I believe this hangs when you have all N workers waiting on input <- url
, and hence there are no more workers taking stuff out of input
. In other words, if 4 URLs fail roughly at the same time, it will hang.
The solution is to send failed URLs to some place that is not the input channel for the workers (to avoid deadlock).

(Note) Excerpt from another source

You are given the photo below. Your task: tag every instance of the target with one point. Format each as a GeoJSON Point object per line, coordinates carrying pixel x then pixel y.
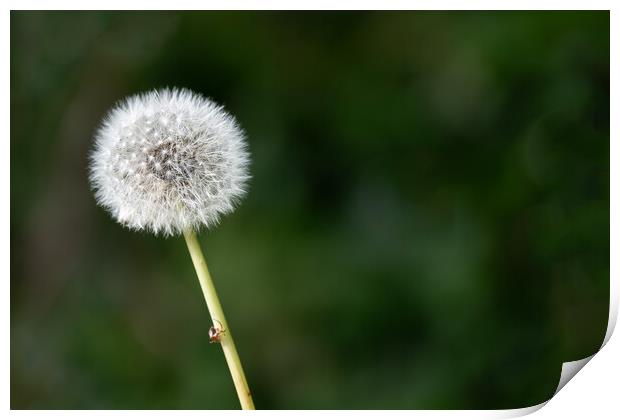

One possibility is to have a separate failed
channel, with the anonymous goroutine always accepting input from it. Like this (not tested):
package main
func worker(intput chan string, output chan SiteData, failed chan string) {
for url := range input {
// ...
if resp != nil && status == 200 {
output <- processSideData(resp)
} else {
failed <- url
}
}
}
func crawl(urlList []string) {
numWorkers := 4
input := make(chan string)
failed := make(chan string)
output := make(chan SiteData)
// spawn workers
for i := 0; i < numWorkers; i++ {
go worker(input, output, failed)
}
// Dispatch URLs to the workers, also receive failures from them.
go func() {
for {
select {
case input <- urlList[0]:
urlList = urlList[1:]
case url := <-failed:
urlList = append(urlList, url)
}
}
}()
// wait for the results
for {
data := <-output
saveToDB(data)
}
}
func main() {
urlList := loadLinksFromDB()
crawl(urlList)
}
(Note how it is correct, as you say in your commentary, not to use for _, _ = range urlList { // read output }
in your crawl()
function, because URLs can be re-enqueued; but you don’t need select either as far as I can tell.)